President Biden made his newest nomination to the Federal Commerce Fee this week, tapping digital privateness knowledgeable Alvaro Bedoya to affix the company because it takes a tough have a look at the tech business.
Bedoya is the founding director of the Heart on Privateness & Expertise at Georgetown’s legislation college and beforehand served as chief counsel for former Senator Al Franken and the Senate Judiciary Subcommittee on Privateness, Expertise, and the Legislation. Bedoya has labored on laws addressing among the most urgent privateness points in tech, together with stalkerware and facial recognition techniques.
In 2016, Bedoya co-authored a report titled “The Perpetual Line-Up: Unregulated Police Face Recognition in America,” a year-long investigation that dove deeply into the police use of facial recognition techniques within the U.S. The 2016 report examined legislation enforcement’s reliance on facial recognition techniques and biometric databases on a state stage. It argued that rules are desperately wanted to curtail potential abuses and algorithmic failures earlier than the know-how inevitably turns into much more commonplace.
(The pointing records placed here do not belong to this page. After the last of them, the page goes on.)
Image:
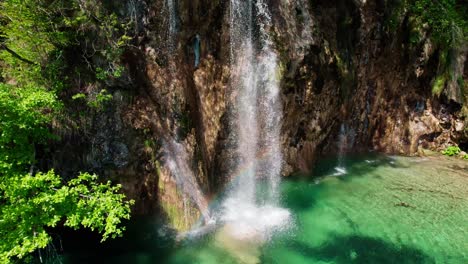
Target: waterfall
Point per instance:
(342, 145)
(177, 161)
(257, 114)
(172, 10)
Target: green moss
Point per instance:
(439, 84)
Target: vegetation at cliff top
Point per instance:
(36, 39)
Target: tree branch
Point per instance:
(16, 55)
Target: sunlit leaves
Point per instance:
(31, 204)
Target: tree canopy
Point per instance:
(34, 35)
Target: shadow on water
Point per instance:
(361, 249)
(355, 166)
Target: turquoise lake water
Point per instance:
(383, 210)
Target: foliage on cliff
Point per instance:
(45, 47)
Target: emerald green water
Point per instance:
(384, 210)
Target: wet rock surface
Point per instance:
(338, 64)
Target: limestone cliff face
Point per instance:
(340, 67)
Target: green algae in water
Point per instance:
(384, 210)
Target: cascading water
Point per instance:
(257, 114)
(176, 156)
(171, 8)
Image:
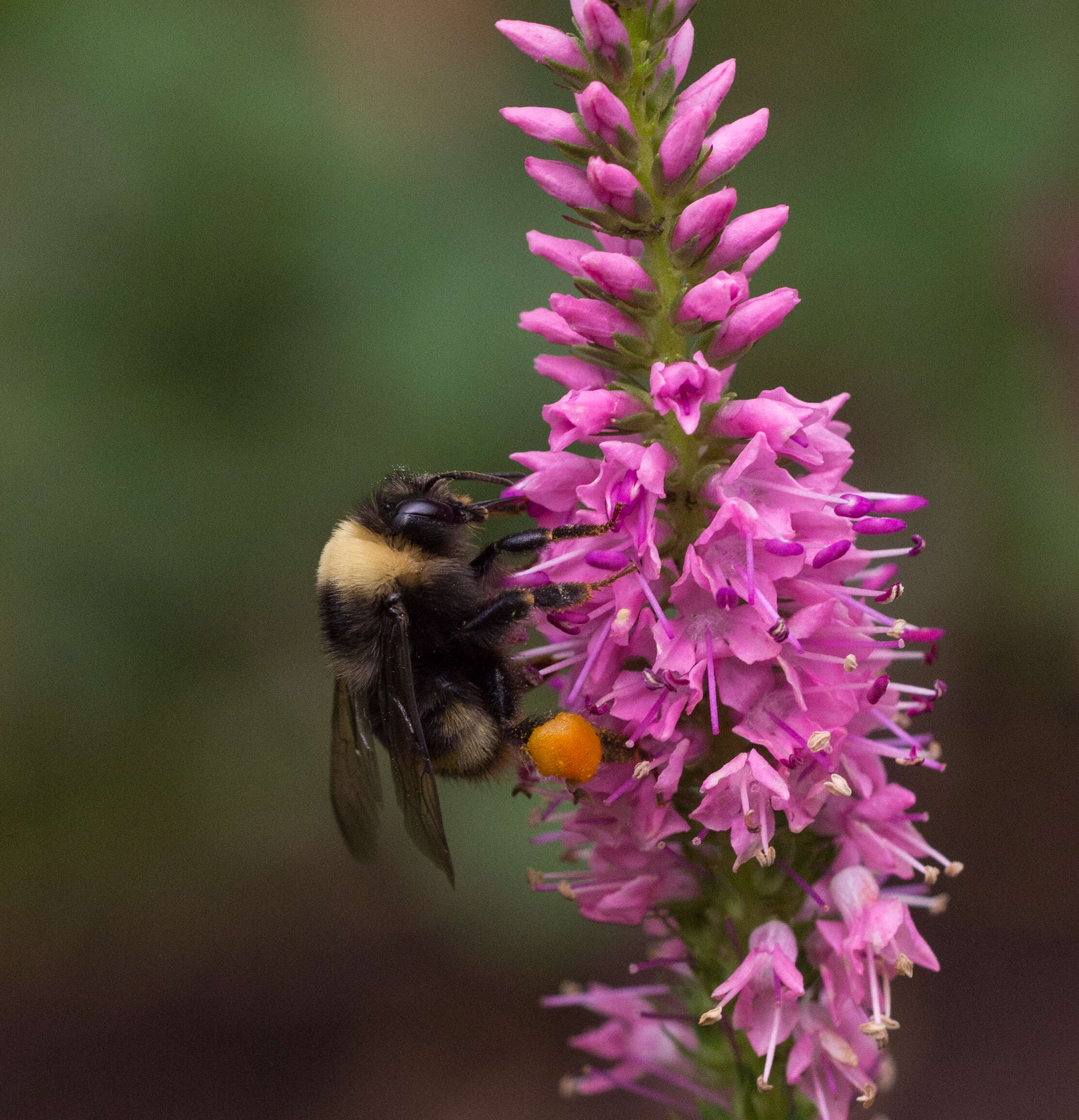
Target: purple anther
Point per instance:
(877, 689)
(779, 548)
(877, 526)
(922, 634)
(726, 598)
(900, 503)
(855, 505)
(527, 579)
(607, 560)
(831, 552)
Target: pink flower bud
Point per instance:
(731, 144)
(707, 92)
(746, 233)
(680, 48)
(704, 219)
(602, 28)
(562, 252)
(758, 257)
(551, 126)
(617, 273)
(684, 387)
(595, 320)
(714, 299)
(585, 413)
(754, 320)
(543, 43)
(603, 112)
(571, 372)
(613, 185)
(569, 185)
(551, 326)
(682, 144)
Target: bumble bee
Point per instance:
(417, 632)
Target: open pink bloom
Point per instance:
(767, 985)
(739, 798)
(832, 1061)
(684, 387)
(584, 413)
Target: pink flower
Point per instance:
(682, 144)
(619, 275)
(684, 387)
(569, 185)
(752, 320)
(739, 798)
(551, 126)
(614, 186)
(585, 413)
(767, 985)
(730, 145)
(542, 43)
(747, 233)
(707, 92)
(603, 113)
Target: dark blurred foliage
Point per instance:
(254, 254)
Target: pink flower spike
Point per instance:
(611, 185)
(731, 145)
(747, 233)
(571, 372)
(680, 49)
(562, 252)
(603, 113)
(617, 273)
(682, 144)
(751, 320)
(569, 185)
(543, 43)
(707, 92)
(704, 219)
(551, 126)
(603, 30)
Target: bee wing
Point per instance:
(403, 738)
(355, 789)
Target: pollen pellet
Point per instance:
(566, 746)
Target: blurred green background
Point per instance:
(254, 254)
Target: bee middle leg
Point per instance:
(517, 603)
(534, 539)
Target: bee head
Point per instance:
(425, 511)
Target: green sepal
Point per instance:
(660, 96)
(620, 362)
(574, 153)
(577, 79)
(628, 145)
(642, 349)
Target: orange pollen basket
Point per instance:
(567, 746)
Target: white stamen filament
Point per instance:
(562, 664)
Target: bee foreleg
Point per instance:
(535, 539)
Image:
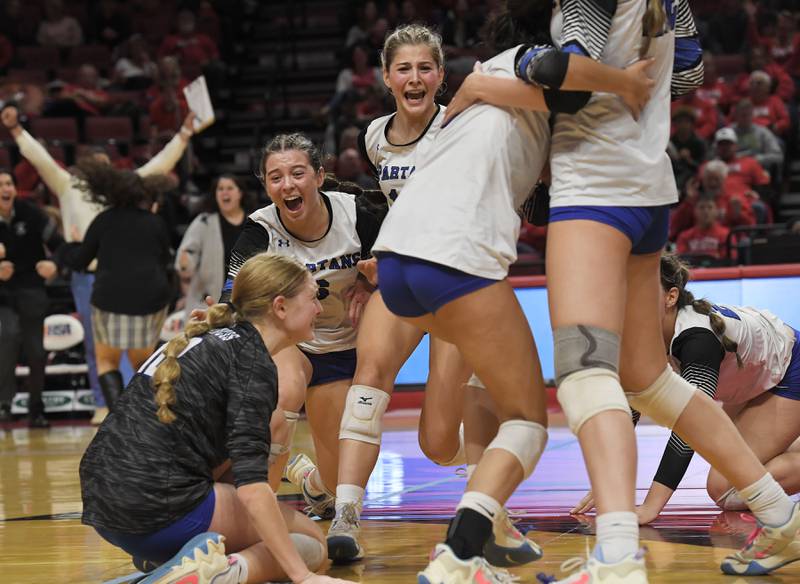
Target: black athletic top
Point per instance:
(132, 248)
(700, 354)
(139, 475)
(25, 237)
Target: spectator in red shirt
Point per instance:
(194, 50)
(706, 117)
(708, 237)
(769, 110)
(759, 59)
(714, 89)
(785, 49)
(734, 210)
(744, 172)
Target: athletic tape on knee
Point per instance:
(362, 415)
(581, 347)
(309, 549)
(665, 399)
(475, 382)
(460, 457)
(525, 440)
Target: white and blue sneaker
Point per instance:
(507, 546)
(201, 561)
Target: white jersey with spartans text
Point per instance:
(601, 155)
(393, 164)
(459, 208)
(765, 347)
(331, 260)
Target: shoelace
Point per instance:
(498, 575)
(349, 516)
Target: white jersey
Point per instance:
(331, 260)
(765, 348)
(459, 209)
(601, 155)
(393, 164)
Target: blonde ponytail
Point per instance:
(260, 280)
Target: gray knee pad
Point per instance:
(580, 347)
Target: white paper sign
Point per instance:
(199, 102)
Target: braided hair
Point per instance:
(675, 274)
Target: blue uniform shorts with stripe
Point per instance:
(646, 227)
(413, 287)
(333, 366)
(161, 545)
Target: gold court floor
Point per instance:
(408, 502)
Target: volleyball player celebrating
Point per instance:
(612, 185)
(443, 257)
(329, 233)
(394, 145)
(149, 479)
(750, 361)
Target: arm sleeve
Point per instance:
(164, 161)
(700, 354)
(56, 178)
(687, 71)
(586, 26)
(367, 227)
(252, 397)
(362, 148)
(253, 239)
(192, 243)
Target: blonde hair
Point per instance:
(412, 34)
(653, 23)
(260, 280)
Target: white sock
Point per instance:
(481, 503)
(241, 564)
(314, 485)
(348, 494)
(310, 550)
(768, 501)
(731, 501)
(617, 536)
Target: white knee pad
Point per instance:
(665, 399)
(363, 411)
(525, 440)
(309, 549)
(586, 393)
(475, 382)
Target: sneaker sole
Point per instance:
(753, 568)
(504, 557)
(343, 549)
(199, 541)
Bedoya additionally isn’t shy about calling out Massive Tech. In a New York Occasions op-ed a couple of years in the past, he took goal at Silicon Valley firms giving consumer privateness lip service in public whereas quietly funneling tens of millions towards lobbyists to undermine shopper privateness. The brand new FTC nominee singled out Fb particularly, pointing to the corporate’s efforts to undermine the Illinois Biometric Info Privateness Act, a state legislation that serves as one of many solely significant checks on invasive privateness practices within the U.S.
Bedoya argued that the tech business would have a neater time shaping a single, sweeping piece of privateness rules with its lobbying efforts moderately than a flurry of focused, smaller payments. Antitrust advocates in Congress taking goal at tech in the present day appear to have discovered that very same lesson as effectively.
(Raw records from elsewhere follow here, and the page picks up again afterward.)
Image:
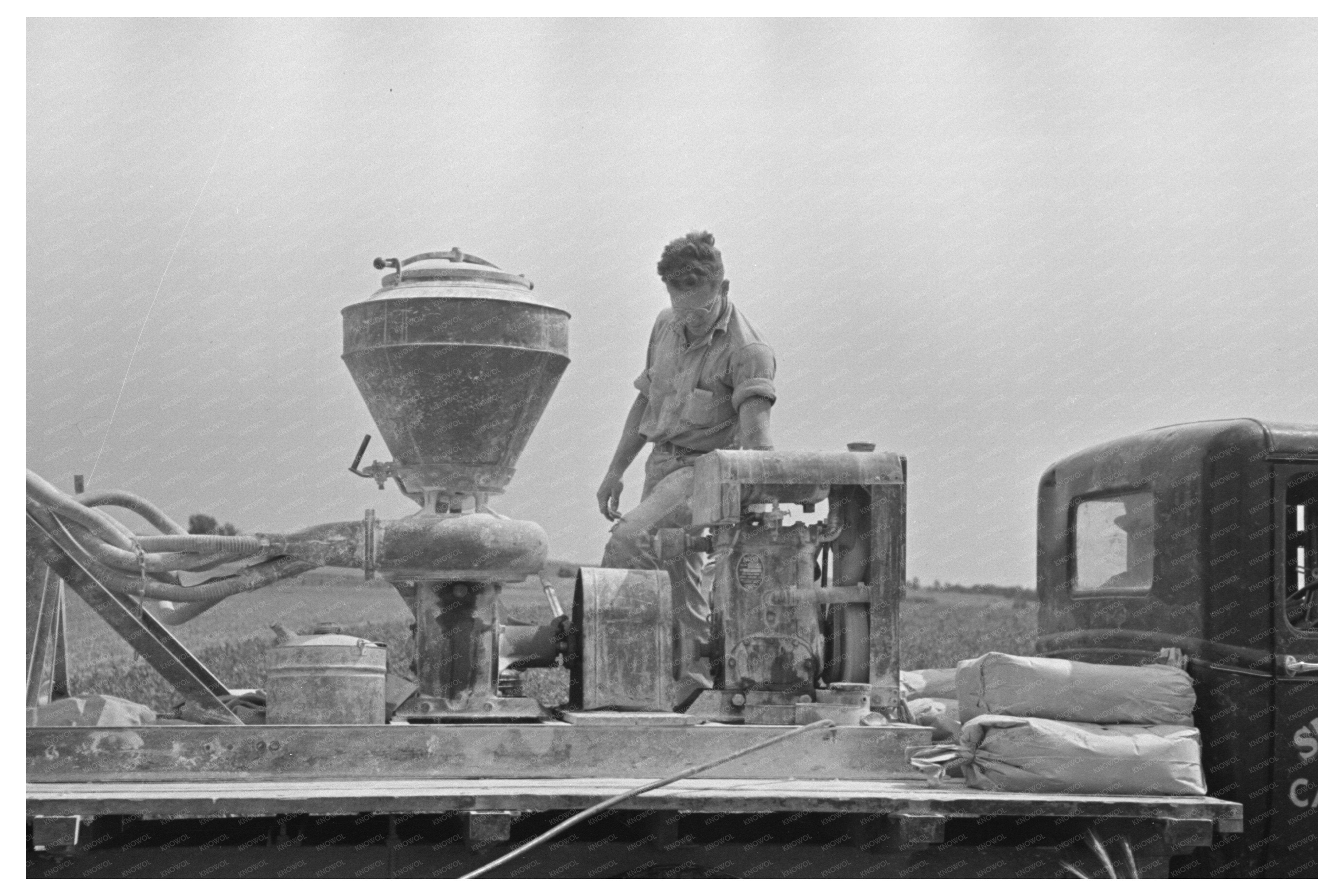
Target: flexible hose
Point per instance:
(248, 580)
(238, 545)
(636, 792)
(104, 527)
(130, 562)
(58, 502)
(140, 506)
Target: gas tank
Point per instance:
(456, 361)
(326, 679)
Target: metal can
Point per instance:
(326, 679)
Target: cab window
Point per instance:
(1113, 545)
(1300, 555)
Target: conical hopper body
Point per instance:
(456, 363)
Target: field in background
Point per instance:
(939, 628)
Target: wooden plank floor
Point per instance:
(224, 798)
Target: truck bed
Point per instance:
(410, 796)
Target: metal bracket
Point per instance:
(486, 828)
(920, 831)
(56, 832)
(1185, 835)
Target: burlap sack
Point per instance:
(1042, 755)
(940, 715)
(1070, 691)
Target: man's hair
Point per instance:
(690, 261)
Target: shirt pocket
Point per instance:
(701, 408)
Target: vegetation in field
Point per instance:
(937, 629)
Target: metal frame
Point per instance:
(50, 545)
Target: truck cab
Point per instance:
(1198, 545)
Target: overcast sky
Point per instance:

“We can not underestimate the tech sector’s energy in Congress and in state legislatures,” Bedoya wrote. “If america tries to cross broad guidelines for private knowledge, that effort might be co-opted by Silicon Valley, and we’ll miss our greatest shot at significant privateness protections.”
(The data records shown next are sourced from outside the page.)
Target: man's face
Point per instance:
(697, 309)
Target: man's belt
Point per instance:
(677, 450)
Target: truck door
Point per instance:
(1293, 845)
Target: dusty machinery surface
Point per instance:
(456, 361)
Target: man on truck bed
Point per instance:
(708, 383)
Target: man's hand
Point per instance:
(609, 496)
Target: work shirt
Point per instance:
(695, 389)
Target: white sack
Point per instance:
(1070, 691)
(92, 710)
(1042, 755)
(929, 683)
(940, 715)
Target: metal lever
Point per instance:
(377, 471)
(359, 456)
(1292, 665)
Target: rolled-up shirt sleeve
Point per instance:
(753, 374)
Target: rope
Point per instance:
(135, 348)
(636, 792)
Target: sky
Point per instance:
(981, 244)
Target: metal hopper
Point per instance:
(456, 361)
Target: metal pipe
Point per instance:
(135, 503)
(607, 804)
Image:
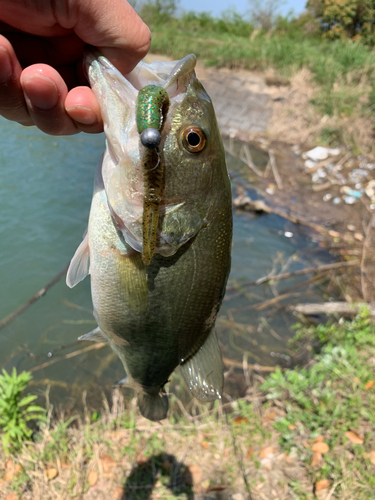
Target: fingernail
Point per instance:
(40, 91)
(83, 115)
(5, 65)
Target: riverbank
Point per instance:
(303, 433)
(332, 196)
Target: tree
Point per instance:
(263, 13)
(345, 18)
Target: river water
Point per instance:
(45, 194)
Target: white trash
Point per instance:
(319, 153)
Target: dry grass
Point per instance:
(123, 455)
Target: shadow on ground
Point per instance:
(161, 472)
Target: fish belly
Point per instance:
(157, 316)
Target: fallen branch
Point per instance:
(5, 321)
(260, 206)
(299, 272)
(255, 367)
(248, 160)
(275, 170)
(93, 347)
(332, 308)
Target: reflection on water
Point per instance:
(45, 193)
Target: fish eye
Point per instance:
(193, 139)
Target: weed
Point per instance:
(330, 398)
(16, 413)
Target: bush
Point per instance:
(15, 413)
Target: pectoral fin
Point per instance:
(80, 264)
(94, 336)
(203, 372)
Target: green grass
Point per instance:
(342, 69)
(330, 398)
(327, 398)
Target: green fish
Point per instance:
(158, 240)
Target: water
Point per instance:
(45, 194)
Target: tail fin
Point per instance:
(153, 407)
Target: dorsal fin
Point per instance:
(203, 372)
(80, 264)
(95, 335)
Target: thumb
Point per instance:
(115, 28)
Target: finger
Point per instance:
(45, 93)
(83, 108)
(111, 25)
(12, 101)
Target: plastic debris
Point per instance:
(370, 189)
(350, 200)
(357, 174)
(319, 153)
(310, 164)
(319, 175)
(351, 192)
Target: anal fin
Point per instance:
(204, 372)
(154, 407)
(80, 264)
(95, 335)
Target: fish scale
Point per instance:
(159, 313)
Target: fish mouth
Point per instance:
(133, 175)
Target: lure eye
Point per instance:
(193, 139)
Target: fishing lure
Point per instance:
(152, 107)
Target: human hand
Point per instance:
(41, 58)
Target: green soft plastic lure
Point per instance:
(152, 107)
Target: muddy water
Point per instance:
(45, 194)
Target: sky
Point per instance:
(217, 6)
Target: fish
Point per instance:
(158, 241)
If confirmed, Bedoya would be part of large tech critic Lina Khan, a latest Biden FTC nominee who now chairs the company. Khan’s give attention to antitrust and Amazon particularly would dovetail with Bedoya’s give attention to adjoining privateness issues, making the pair a formidable regulatory presence because the Biden administration seeks to rein in among the tech business’s most damaging excesses.